Biogenerics market poised for greater development as blockbuster patents expire

The biogenerics market, long hindered by a lack of regulatory framework, is now showing signs of development. With patents for the earliest biopharmaceuticals to reach the market beginning to expire, the first biogeneric products are anticipated to reach the regulated markets in North America and Europe by 2006-2007. Products such as generic erythropoietin, recombinant human growth hormone and recombinant human interferon are anticipated to be the first product launches following abbreviated routes to market, representing a multi-billion dollar market for competitors within this sector.

Regulatory issues have been the biggest challenge to the development of the biogenerics market in North America and Western Europe. This challenge is now showing signs of easing, particularly in Western Europe where the European Agency for the Evaluation of Medicinal Products is now accepting Market Authorisation Applications for biogeneric products, which show proven biosimilarity in place of clinical trials.

A reduction in clinical requirements has the potential to speed the progress of biogeneric products to market by bypassing lengthy clinical trials. However, regulatory agencies are focusing their attention on developing tools and procedures to assess biosimilarity without compromising drug safety. However, reductions in clinical requirements for biogeneric products have the potential to significantly reduce the cost of finished products compared to those of the original patented products. Costs incurred through drug discovery and development may be redirected to product reverse engineering and process engineering.

Manufacturers of biopharmaceuticals now face the loss of commercialisation rights conferred by their drug patents. The earliest biopharmaceuticals such as recombinant human insulin have lost patent protection, and many other drugs such as the blockbuster anaemia treatments incorporating recombinant erythropoietin will follow suit between 2005 and 2007.
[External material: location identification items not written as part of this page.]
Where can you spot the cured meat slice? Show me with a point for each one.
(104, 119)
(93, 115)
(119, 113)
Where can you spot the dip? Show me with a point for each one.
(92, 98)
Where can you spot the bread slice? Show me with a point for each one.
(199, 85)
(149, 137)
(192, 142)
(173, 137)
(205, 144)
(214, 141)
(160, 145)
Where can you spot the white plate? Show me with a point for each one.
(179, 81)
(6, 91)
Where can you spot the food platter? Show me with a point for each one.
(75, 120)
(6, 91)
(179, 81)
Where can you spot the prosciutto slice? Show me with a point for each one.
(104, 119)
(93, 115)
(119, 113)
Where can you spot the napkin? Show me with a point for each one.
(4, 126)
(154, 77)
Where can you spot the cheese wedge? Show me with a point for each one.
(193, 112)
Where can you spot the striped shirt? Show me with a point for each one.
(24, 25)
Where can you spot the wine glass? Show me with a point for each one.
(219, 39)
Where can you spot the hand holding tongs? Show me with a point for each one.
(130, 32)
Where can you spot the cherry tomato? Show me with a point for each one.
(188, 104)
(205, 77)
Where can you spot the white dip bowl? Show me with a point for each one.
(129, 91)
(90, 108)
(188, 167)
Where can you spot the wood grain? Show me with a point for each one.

Biopharmaceuticals originators are responding to this threat using a range of tactics to stave off competition from biogenerics manufacturers and deter them from penetrating their blockbuster markets. With multi-billion dollar revenues at stake, these companies are fighting back by reformulating existing products to improve efficacy, implementing more efficient delivery systems, and engaging in high-level intellectual property battles.
Given that the manufacturing costs for biogenerics are much higher than those of conventional, small molecule pharmaceuticals, developing proprietary expression systems could help minimise costs. Manufacturers also need to ensure their products are bioequivalent and produced at full cGMP standards.